After a two-week trial, a federal jury has found that police did not violate protestors’ constitutional rights when enforcing a ban on backpacks during 12 days of protests at the Port of Tacoma in 2007.
The six man, six woman jury only needed to deliberate for a few hours before issuing its ruling on Jan. 23.
Six participants in antiwar protests at the port had filed the civil lawsuit, which began being heard in US District Court in Tacoma Jan. 7. The protestors were suing police officials who had instituted and enforced the ban.

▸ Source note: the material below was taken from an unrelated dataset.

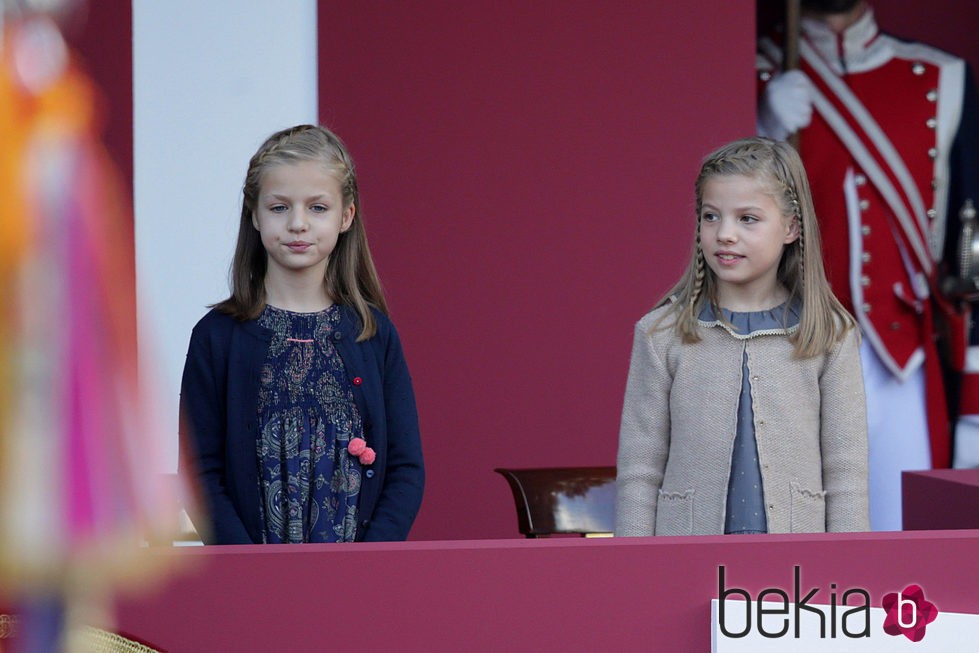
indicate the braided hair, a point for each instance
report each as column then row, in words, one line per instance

In their lawsuit, the plaintiffs had alleged their rights were violated via a policy banning protesters from bringing bags or backpacks into certain port areas. ACLU of Washington, which provided legal counsel to the plaintiffs, maintained the ban was meant to limit the protestors’ access to food, water and medications, but law enforcement successfully argued that the ban was a security measure aimed at curtailing the smuggling of weapons or other contraband into the port area.

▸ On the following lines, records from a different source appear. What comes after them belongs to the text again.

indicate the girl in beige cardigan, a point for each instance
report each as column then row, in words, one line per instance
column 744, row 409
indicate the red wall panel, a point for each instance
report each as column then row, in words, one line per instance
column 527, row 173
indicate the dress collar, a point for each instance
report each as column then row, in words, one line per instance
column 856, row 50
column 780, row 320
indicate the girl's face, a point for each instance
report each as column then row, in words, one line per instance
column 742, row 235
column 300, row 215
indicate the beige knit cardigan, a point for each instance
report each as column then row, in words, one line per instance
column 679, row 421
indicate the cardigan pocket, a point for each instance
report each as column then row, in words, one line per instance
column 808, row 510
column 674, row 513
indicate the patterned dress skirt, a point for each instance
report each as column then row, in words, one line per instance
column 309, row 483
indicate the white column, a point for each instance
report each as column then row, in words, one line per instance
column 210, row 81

The protests took place in March 2007, with the protestors opposing the US Army shipping of military vehicles to Iraq through the Port of Tacoma for the fourth Stryker Brigade. More than 30 people were arrested over the course of the 12 days, including protesters who defied the backpack ban.
The plaintiffs and ACLU are still considering whether to appeal the jury’s decision, according to ACLU spokesman Doug Honig.